• Decriminalisation

  • Social protection for sex workers

  • Sex work as a freelance occupation

  • Disclosure obligation for commercial sex businesses through business registration

  • Counselling and continuing education services for sex workers

  • free and anonymous health counselling

  • good working conditions

  • protection from social stigma

  • Registration requirement

  • Franchising

  • Obligatory condom usage (sanctioning non-usage)

  • Client criminalisation

  • Locked zones

  • Mandatory (health) examinations

  • Special tax systems for sex workers

  • Prohibition of flat-rate clubs and gang bangs


Decriminalisation is the main demand of the sex worker rights movement worldwide. What is meant by this term is the full elimination of all laws that criminalise sex workers or hinder their work in any way.
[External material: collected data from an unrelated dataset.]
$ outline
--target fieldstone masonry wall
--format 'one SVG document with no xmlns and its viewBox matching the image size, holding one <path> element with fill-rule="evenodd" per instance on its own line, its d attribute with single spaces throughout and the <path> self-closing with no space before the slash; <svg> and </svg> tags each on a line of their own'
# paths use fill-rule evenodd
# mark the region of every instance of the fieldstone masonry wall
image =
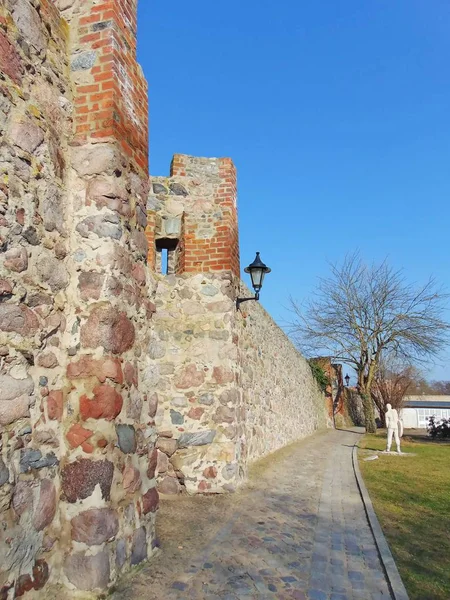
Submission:
<svg viewBox="0 0 450 600">
<path fill-rule="evenodd" d="M 135 12 L 0 2 L 0 598 L 104 589 L 153 550 Z"/>
<path fill-rule="evenodd" d="M 0 600 L 105 590 L 152 554 L 157 488 L 233 491 L 325 423 L 236 311 L 232 161 L 149 190 L 136 3 L 0 0 Z"/>
<path fill-rule="evenodd" d="M 149 346 L 162 494 L 233 491 L 252 461 L 327 425 L 306 360 L 259 304 L 236 310 L 250 292 L 234 262 L 235 170 L 225 164 L 176 155 L 171 177 L 152 178 L 147 233 L 169 263 L 156 260 Z"/>
<path fill-rule="evenodd" d="M 240 296 L 252 295 L 241 284 Z M 239 340 L 238 384 L 243 395 L 246 465 L 331 426 L 324 396 L 308 362 L 259 303 L 241 305 L 235 332 Z"/>
</svg>

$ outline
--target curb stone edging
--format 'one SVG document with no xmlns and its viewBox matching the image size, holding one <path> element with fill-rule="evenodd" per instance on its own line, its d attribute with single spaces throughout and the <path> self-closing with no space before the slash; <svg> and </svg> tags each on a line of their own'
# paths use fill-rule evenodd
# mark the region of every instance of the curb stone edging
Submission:
<svg viewBox="0 0 450 600">
<path fill-rule="evenodd" d="M 352 462 L 356 483 L 358 484 L 359 493 L 361 494 L 364 504 L 364 510 L 375 539 L 375 545 L 378 549 L 378 554 L 380 556 L 381 564 L 386 575 L 392 598 L 393 600 L 409 600 L 408 593 L 403 584 L 402 578 L 400 577 L 400 573 L 398 572 L 397 565 L 395 564 L 394 557 L 392 556 L 387 540 L 384 537 L 380 522 L 378 521 L 373 508 L 372 500 L 370 499 L 369 492 L 367 491 L 361 471 L 359 470 L 358 447 L 356 444 L 353 446 Z"/>
</svg>

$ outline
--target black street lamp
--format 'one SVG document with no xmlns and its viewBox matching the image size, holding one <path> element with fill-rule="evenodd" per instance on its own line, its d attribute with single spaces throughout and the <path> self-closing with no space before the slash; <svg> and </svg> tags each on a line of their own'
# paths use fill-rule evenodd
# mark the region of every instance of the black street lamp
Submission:
<svg viewBox="0 0 450 600">
<path fill-rule="evenodd" d="M 255 296 L 254 298 L 237 298 L 236 308 L 239 308 L 242 302 L 247 302 L 248 300 L 259 300 L 259 292 L 261 291 L 263 285 L 264 276 L 266 273 L 270 273 L 271 270 L 272 269 L 269 269 L 269 267 L 262 262 L 261 258 L 259 257 L 259 252 L 257 252 L 255 260 L 244 269 L 246 273 L 250 273 L 252 286 L 255 290 Z"/>
<path fill-rule="evenodd" d="M 345 379 L 345 383 L 346 383 L 346 385 L 347 385 L 347 387 L 348 387 L 348 384 L 350 383 L 350 375 L 348 375 L 348 374 L 347 374 L 347 375 L 344 377 L 344 379 Z"/>
</svg>

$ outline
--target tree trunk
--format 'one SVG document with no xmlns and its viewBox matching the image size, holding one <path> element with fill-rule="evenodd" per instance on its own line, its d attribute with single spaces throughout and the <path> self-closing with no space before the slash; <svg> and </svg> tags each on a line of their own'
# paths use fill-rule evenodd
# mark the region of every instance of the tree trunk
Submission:
<svg viewBox="0 0 450 600">
<path fill-rule="evenodd" d="M 377 424 L 375 423 L 375 412 L 373 410 L 373 400 L 370 393 L 361 392 L 361 398 L 363 400 L 366 433 L 376 433 Z"/>
<path fill-rule="evenodd" d="M 370 383 L 373 377 L 372 369 L 369 369 L 369 376 L 364 376 L 364 368 L 358 373 L 358 391 L 363 401 L 364 425 L 366 433 L 376 433 L 377 424 L 375 423 L 375 412 L 373 410 L 373 400 L 370 393 Z M 369 381 L 368 381 L 369 380 Z"/>
</svg>

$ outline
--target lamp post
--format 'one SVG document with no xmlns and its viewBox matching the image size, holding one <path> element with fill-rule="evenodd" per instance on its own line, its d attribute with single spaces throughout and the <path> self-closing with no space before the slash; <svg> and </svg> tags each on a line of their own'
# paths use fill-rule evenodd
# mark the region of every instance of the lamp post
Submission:
<svg viewBox="0 0 450 600">
<path fill-rule="evenodd" d="M 347 373 L 347 375 L 344 377 L 344 379 L 345 379 L 345 384 L 346 384 L 346 386 L 348 387 L 348 384 L 350 383 L 350 376 L 349 376 L 349 374 L 348 374 L 348 373 Z"/>
<path fill-rule="evenodd" d="M 259 252 L 257 252 L 255 260 L 244 269 L 246 273 L 250 273 L 252 286 L 255 290 L 255 296 L 253 298 L 237 298 L 237 309 L 239 309 L 239 306 L 242 304 L 242 302 L 248 302 L 249 300 L 259 300 L 259 292 L 261 291 L 264 277 L 266 273 L 270 273 L 271 270 L 272 269 L 269 269 L 269 267 L 262 262 L 259 256 Z"/>
</svg>

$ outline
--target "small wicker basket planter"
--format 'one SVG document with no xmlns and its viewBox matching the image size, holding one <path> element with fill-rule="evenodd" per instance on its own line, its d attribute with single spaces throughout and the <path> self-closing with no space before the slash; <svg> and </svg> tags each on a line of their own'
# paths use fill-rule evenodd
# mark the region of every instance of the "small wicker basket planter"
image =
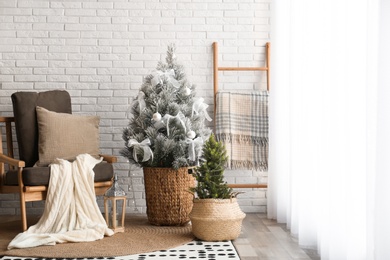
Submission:
<svg viewBox="0 0 390 260">
<path fill-rule="evenodd" d="M 182 226 L 190 221 L 193 196 L 188 192 L 195 178 L 188 168 L 143 168 L 146 214 L 156 226 Z"/>
<path fill-rule="evenodd" d="M 245 216 L 236 198 L 194 199 L 192 233 L 204 241 L 234 240 L 241 233 Z"/>
</svg>

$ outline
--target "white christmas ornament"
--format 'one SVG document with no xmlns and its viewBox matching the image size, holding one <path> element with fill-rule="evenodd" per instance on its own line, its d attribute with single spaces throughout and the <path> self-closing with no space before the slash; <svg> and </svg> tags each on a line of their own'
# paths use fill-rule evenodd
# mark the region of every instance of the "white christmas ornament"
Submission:
<svg viewBox="0 0 390 260">
<path fill-rule="evenodd" d="M 195 132 L 194 131 L 188 131 L 187 132 L 187 137 L 190 138 L 190 139 L 194 139 L 196 136 Z"/>
<path fill-rule="evenodd" d="M 159 122 L 161 120 L 161 114 L 159 112 L 154 113 L 153 120 Z"/>
<path fill-rule="evenodd" d="M 191 89 L 189 87 L 186 87 L 184 89 L 184 95 L 189 96 L 191 94 Z"/>
</svg>

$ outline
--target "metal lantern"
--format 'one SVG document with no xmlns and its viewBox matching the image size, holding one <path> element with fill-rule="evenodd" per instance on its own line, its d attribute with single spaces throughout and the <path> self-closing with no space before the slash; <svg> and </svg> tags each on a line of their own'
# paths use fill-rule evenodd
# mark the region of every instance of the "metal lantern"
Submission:
<svg viewBox="0 0 390 260">
<path fill-rule="evenodd" d="M 125 231 L 126 192 L 119 187 L 118 178 L 104 194 L 104 213 L 109 228 L 117 232 Z"/>
</svg>

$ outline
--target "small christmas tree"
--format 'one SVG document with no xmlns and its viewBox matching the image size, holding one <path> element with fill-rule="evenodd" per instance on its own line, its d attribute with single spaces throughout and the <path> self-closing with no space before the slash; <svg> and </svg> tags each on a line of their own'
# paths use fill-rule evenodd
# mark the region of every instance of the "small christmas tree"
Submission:
<svg viewBox="0 0 390 260">
<path fill-rule="evenodd" d="M 197 186 L 191 188 L 199 199 L 228 199 L 235 197 L 233 190 L 223 180 L 224 165 L 228 160 L 226 148 L 211 135 L 203 147 L 203 164 L 193 173 Z"/>
<path fill-rule="evenodd" d="M 195 98 L 195 85 L 188 82 L 177 63 L 175 46 L 168 47 L 166 63 L 144 78 L 133 103 L 130 122 L 123 131 L 121 155 L 140 167 L 198 165 L 211 121 L 203 98 Z"/>
</svg>

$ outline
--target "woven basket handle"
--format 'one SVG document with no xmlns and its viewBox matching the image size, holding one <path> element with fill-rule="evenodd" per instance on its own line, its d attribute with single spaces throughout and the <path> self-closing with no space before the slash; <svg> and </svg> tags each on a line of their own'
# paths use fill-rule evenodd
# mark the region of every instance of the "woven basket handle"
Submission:
<svg viewBox="0 0 390 260">
<path fill-rule="evenodd" d="M 188 174 L 192 174 L 195 171 L 196 166 L 189 166 L 188 168 Z"/>
<path fill-rule="evenodd" d="M 237 196 L 241 193 L 245 193 L 244 191 L 236 191 L 236 192 L 232 192 L 232 194 L 230 194 L 230 202 L 232 201 L 233 198 L 237 198 Z"/>
</svg>

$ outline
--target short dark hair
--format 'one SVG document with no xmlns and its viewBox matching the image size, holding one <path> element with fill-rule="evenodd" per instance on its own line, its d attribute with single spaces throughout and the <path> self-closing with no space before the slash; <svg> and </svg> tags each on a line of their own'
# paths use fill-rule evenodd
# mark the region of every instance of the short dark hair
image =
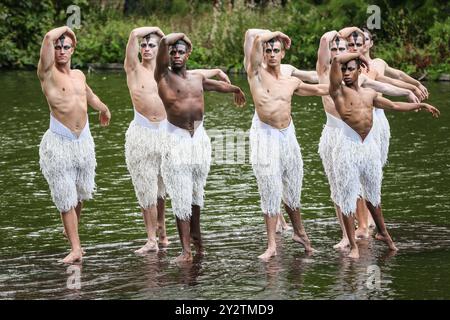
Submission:
<svg viewBox="0 0 450 320">
<path fill-rule="evenodd" d="M 184 41 L 183 39 L 177 40 L 177 42 L 175 42 L 171 46 L 176 46 L 178 44 L 181 44 L 181 45 L 185 46 L 187 51 L 191 51 L 191 46 L 186 41 Z"/>
<path fill-rule="evenodd" d="M 367 29 L 365 26 L 361 27 L 361 30 L 363 32 L 366 32 L 369 35 L 370 41 L 373 41 L 375 39 L 375 34 L 372 34 L 369 29 Z"/>
<path fill-rule="evenodd" d="M 281 50 L 284 50 L 284 42 L 281 41 L 281 39 L 279 37 L 275 37 L 275 38 L 270 39 L 269 41 L 266 42 L 266 44 L 273 45 L 277 41 L 281 44 Z"/>
</svg>

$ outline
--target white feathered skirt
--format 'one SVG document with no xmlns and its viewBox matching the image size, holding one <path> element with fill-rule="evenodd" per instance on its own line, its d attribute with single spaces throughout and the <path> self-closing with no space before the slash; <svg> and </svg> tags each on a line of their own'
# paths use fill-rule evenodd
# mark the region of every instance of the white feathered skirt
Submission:
<svg viewBox="0 0 450 320">
<path fill-rule="evenodd" d="M 380 146 L 381 164 L 385 166 L 389 154 L 389 141 L 391 139 L 391 128 L 383 109 L 375 108 L 375 115 L 378 120 L 377 142 Z"/>
<path fill-rule="evenodd" d="M 139 205 L 150 208 L 164 198 L 166 191 L 161 175 L 163 123 L 151 122 L 135 110 L 125 133 L 125 161 L 131 175 Z"/>
<path fill-rule="evenodd" d="M 50 115 L 39 146 L 39 164 L 59 212 L 68 212 L 95 192 L 95 145 L 86 122 L 80 136 Z"/>
<path fill-rule="evenodd" d="M 342 131 L 332 151 L 336 183 L 335 203 L 345 215 L 356 212 L 360 195 L 378 206 L 381 202 L 383 179 L 380 148 L 377 142 L 378 122 L 374 117 L 372 128 L 364 139 L 342 121 Z"/>
<path fill-rule="evenodd" d="M 342 120 L 325 112 L 327 123 L 323 127 L 319 141 L 319 155 L 330 185 L 331 199 L 336 203 L 336 178 L 333 169 L 333 149 L 339 140 L 342 129 Z"/>
<path fill-rule="evenodd" d="M 161 172 L 172 210 L 181 220 L 190 220 L 192 205 L 203 207 L 204 188 L 211 165 L 211 141 L 201 123 L 193 136 L 166 121 Z"/>
<path fill-rule="evenodd" d="M 291 209 L 299 209 L 303 160 L 292 120 L 280 130 L 260 121 L 255 113 L 250 149 L 263 213 L 280 214 L 281 199 Z"/>
</svg>

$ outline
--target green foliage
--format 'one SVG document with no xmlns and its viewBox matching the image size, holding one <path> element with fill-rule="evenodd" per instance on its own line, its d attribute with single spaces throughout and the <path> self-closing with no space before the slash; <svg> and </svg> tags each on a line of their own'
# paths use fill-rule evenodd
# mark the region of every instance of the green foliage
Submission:
<svg viewBox="0 0 450 320">
<path fill-rule="evenodd" d="M 82 28 L 73 65 L 123 62 L 130 31 L 157 25 L 164 32 L 185 32 L 193 42 L 190 68 L 242 68 L 243 42 L 249 28 L 281 30 L 292 39 L 285 62 L 314 69 L 320 37 L 329 30 L 366 23 L 363 0 L 288 1 L 250 6 L 251 1 L 221 1 L 213 10 L 206 0 L 128 1 L 125 11 L 92 0 L 4 0 L 0 4 L 0 67 L 35 66 L 44 34 L 67 19 L 66 8 L 81 8 Z M 113 3 L 113 2 L 110 2 Z M 119 7 L 117 7 L 119 3 Z M 450 72 L 449 5 L 441 0 L 373 1 L 381 8 L 373 53 L 408 72 Z M 4 22 L 4 23 L 3 23 Z"/>
</svg>

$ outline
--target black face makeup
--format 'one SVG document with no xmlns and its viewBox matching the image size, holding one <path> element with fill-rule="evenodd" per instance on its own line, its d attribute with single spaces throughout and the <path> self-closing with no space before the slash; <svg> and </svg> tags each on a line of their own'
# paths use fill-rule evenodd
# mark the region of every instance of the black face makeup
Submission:
<svg viewBox="0 0 450 320">
<path fill-rule="evenodd" d="M 142 48 L 142 49 L 145 49 L 145 48 L 147 48 L 147 47 L 149 47 L 150 49 L 153 49 L 153 48 L 156 48 L 156 44 L 154 44 L 153 42 L 150 42 L 150 43 L 148 43 L 148 42 L 142 42 L 142 43 L 141 43 L 141 48 Z"/>
<path fill-rule="evenodd" d="M 184 44 L 176 44 L 169 47 L 169 55 L 175 56 L 177 53 L 180 56 L 186 54 L 186 46 Z"/>
<path fill-rule="evenodd" d="M 55 45 L 54 48 L 55 50 L 70 50 L 72 48 L 72 46 L 70 44 L 66 44 L 64 45 L 64 41 L 66 40 L 66 36 L 62 35 L 61 37 L 58 38 L 59 44 Z"/>
</svg>

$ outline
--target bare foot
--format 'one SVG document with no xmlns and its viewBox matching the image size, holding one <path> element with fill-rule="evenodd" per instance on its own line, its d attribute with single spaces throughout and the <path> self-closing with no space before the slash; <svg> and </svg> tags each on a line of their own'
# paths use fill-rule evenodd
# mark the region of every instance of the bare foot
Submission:
<svg viewBox="0 0 450 320">
<path fill-rule="evenodd" d="M 334 249 L 339 249 L 339 250 L 344 250 L 346 249 L 348 246 L 350 246 L 350 243 L 348 242 L 348 238 L 342 238 L 341 241 L 339 241 L 339 243 L 335 244 L 333 246 Z"/>
<path fill-rule="evenodd" d="M 83 262 L 83 254 L 82 254 L 81 249 L 70 251 L 70 253 L 64 259 L 60 260 L 60 262 L 66 263 L 66 264 L 74 264 L 74 263 Z"/>
<path fill-rule="evenodd" d="M 358 248 L 351 249 L 347 257 L 352 259 L 359 259 L 359 249 Z"/>
<path fill-rule="evenodd" d="M 355 231 L 355 239 L 369 239 L 369 229 L 368 228 L 358 228 Z"/>
<path fill-rule="evenodd" d="M 69 238 L 67 237 L 67 233 L 66 233 L 66 229 L 63 229 L 63 237 L 66 238 L 66 240 L 69 240 Z"/>
<path fill-rule="evenodd" d="M 398 248 L 395 246 L 394 241 L 392 241 L 392 239 L 389 235 L 383 236 L 380 233 L 377 233 L 375 235 L 375 239 L 385 242 L 388 245 L 390 250 L 398 251 Z"/>
<path fill-rule="evenodd" d="M 158 250 L 158 244 L 156 243 L 156 241 L 148 240 L 142 248 L 134 251 L 134 253 L 142 255 L 149 252 L 158 252 Z"/>
<path fill-rule="evenodd" d="M 303 247 L 305 247 L 305 251 L 307 253 L 312 253 L 315 250 L 311 247 L 311 242 L 309 242 L 308 236 L 306 235 L 306 233 L 301 233 L 299 235 L 297 234 L 293 234 L 292 235 L 292 240 L 294 240 L 295 242 L 300 243 L 301 245 L 303 245 Z"/>
<path fill-rule="evenodd" d="M 262 255 L 259 255 L 258 258 L 263 261 L 269 261 L 270 258 L 275 257 L 277 255 L 276 249 L 267 249 Z"/>
<path fill-rule="evenodd" d="M 191 252 L 182 252 L 178 257 L 172 260 L 173 263 L 185 263 L 192 262 L 192 253 Z"/>
<path fill-rule="evenodd" d="M 168 247 L 170 244 L 169 238 L 167 236 L 159 236 L 159 245 L 163 248 Z"/>
</svg>

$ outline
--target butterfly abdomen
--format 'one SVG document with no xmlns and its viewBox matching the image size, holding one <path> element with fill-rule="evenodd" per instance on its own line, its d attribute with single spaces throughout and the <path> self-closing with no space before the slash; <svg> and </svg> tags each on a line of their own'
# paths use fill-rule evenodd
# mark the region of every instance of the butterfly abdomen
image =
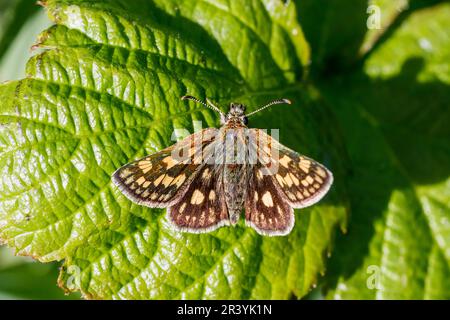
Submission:
<svg viewBox="0 0 450 320">
<path fill-rule="evenodd" d="M 244 207 L 247 194 L 248 170 L 242 164 L 229 164 L 224 166 L 225 202 L 228 208 L 228 217 L 231 224 L 236 224 Z"/>
</svg>

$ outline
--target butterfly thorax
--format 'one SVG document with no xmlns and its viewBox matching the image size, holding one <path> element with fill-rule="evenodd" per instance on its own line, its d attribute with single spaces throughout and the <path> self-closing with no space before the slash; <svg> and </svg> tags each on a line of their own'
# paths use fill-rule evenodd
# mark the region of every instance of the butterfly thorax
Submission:
<svg viewBox="0 0 450 320">
<path fill-rule="evenodd" d="M 247 126 L 242 122 L 242 120 L 237 118 L 232 118 L 225 123 L 225 128 L 227 129 L 239 129 L 247 128 Z"/>
</svg>

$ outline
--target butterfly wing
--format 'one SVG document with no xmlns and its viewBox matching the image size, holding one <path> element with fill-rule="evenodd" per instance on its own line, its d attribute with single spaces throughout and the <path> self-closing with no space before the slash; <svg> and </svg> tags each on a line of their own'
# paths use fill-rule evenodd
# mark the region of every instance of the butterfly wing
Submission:
<svg viewBox="0 0 450 320">
<path fill-rule="evenodd" d="M 286 235 L 294 226 L 293 208 L 319 201 L 329 190 L 333 175 L 259 129 L 249 130 L 249 153 L 257 161 L 245 201 L 246 224 L 263 235 Z"/>
<path fill-rule="evenodd" d="M 305 208 L 327 194 L 333 175 L 311 158 L 290 150 L 280 150 L 280 165 L 275 180 L 294 208 Z"/>
<path fill-rule="evenodd" d="M 152 208 L 173 205 L 202 166 L 204 150 L 217 129 L 192 134 L 162 151 L 131 162 L 113 174 L 114 183 L 132 201 Z"/>
<path fill-rule="evenodd" d="M 180 230 L 200 233 L 229 224 L 223 190 L 223 166 L 205 164 L 183 197 L 167 209 Z"/>
<path fill-rule="evenodd" d="M 245 223 L 262 235 L 286 235 L 294 226 L 294 210 L 270 175 L 255 165 L 245 199 Z"/>
<path fill-rule="evenodd" d="M 283 146 L 264 131 L 252 130 L 257 141 L 264 142 L 258 147 L 258 160 L 270 166 L 269 175 L 292 207 L 304 208 L 325 196 L 333 183 L 333 174 L 325 166 Z"/>
</svg>

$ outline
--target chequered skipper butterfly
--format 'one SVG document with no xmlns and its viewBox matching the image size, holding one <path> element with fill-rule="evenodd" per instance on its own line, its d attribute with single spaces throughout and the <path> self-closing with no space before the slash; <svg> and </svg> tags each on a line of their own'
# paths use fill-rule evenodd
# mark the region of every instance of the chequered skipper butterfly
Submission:
<svg viewBox="0 0 450 320">
<path fill-rule="evenodd" d="M 245 114 L 232 103 L 224 114 L 210 100 L 193 100 L 220 113 L 222 127 L 207 128 L 113 174 L 132 201 L 167 208 L 174 226 L 186 232 L 209 232 L 245 222 L 262 235 L 286 235 L 294 225 L 293 208 L 318 202 L 329 190 L 332 173 L 318 162 L 280 144 L 247 118 L 275 100 Z"/>
</svg>

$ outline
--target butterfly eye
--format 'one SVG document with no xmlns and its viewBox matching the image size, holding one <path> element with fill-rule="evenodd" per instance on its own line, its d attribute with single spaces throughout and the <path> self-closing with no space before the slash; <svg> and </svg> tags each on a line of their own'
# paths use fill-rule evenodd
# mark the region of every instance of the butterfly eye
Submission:
<svg viewBox="0 0 450 320">
<path fill-rule="evenodd" d="M 244 124 L 247 125 L 248 124 L 248 118 L 247 117 L 243 117 L 242 118 L 242 122 L 244 122 Z"/>
</svg>

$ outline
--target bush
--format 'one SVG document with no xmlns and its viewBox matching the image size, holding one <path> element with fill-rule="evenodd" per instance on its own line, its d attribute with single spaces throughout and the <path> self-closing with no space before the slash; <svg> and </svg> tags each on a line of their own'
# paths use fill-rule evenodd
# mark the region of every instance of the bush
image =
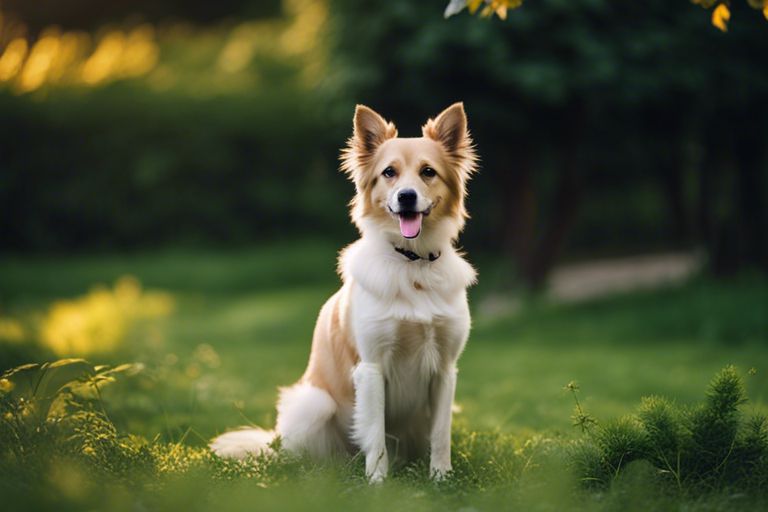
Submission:
<svg viewBox="0 0 768 512">
<path fill-rule="evenodd" d="M 768 422 L 745 417 L 742 378 L 733 366 L 712 380 L 693 408 L 644 398 L 636 414 L 597 425 L 572 451 L 582 481 L 608 486 L 630 462 L 650 463 L 680 490 L 766 489 Z"/>
<path fill-rule="evenodd" d="M 51 90 L 43 102 L 0 91 L 0 111 L 6 249 L 349 229 L 351 188 L 336 170 L 346 129 L 329 129 L 290 85 L 192 97 L 117 83 Z"/>
</svg>

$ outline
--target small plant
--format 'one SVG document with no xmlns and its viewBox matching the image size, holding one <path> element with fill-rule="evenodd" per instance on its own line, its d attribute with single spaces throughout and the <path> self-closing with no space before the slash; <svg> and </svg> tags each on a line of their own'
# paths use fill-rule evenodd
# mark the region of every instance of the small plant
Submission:
<svg viewBox="0 0 768 512">
<path fill-rule="evenodd" d="M 576 407 L 574 408 L 573 415 L 571 416 L 571 419 L 573 420 L 573 426 L 579 427 L 583 434 L 589 432 L 590 427 L 597 425 L 597 420 L 584 412 L 584 409 L 581 407 L 581 402 L 579 402 L 580 388 L 578 383 L 575 380 L 572 380 L 566 384 L 563 389 L 570 391 L 571 396 L 573 396 L 573 401 L 576 402 Z"/>
<path fill-rule="evenodd" d="M 691 408 L 662 397 L 643 398 L 637 412 L 598 424 L 585 413 L 578 387 L 575 425 L 585 438 L 576 443 L 572 463 L 590 486 L 611 484 L 633 461 L 650 463 L 661 480 L 678 490 L 765 489 L 768 486 L 768 422 L 745 418 L 744 383 L 733 366 L 709 385 L 705 400 Z"/>
</svg>

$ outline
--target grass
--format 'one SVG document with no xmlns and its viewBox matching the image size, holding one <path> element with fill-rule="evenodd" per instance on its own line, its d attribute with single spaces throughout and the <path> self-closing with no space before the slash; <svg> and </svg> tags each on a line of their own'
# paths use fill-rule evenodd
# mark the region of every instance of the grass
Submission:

We are not calling for a lawless condition, but rather reasonable measures for protection against work-related safety and health risks as in other types of work. We do not need special laws that discriminate against us as a criminal group of workers requiring surveillance and control.

Legal Recognition

In order for sex work to truly be considered a legitimate form of work, full decriminalisation is necessary. Decriminalisation should not, however, be accompanied by state regulation through controlling measures and obligations.


The whore stigma accompanies us everyday, whether we do sex work or whether we wish to change occupations. Therefore we demand that the choice of occupation be included as an additional point in anti-discrimination laws. As long as social stigma persists, our privacy and anonymity must be given high priority.

In cases of conflicts arising between sex workers and other workers or residents, we call for a limitation on sex work-related activities only in the same way that other types of work would be limited in conflictual situations.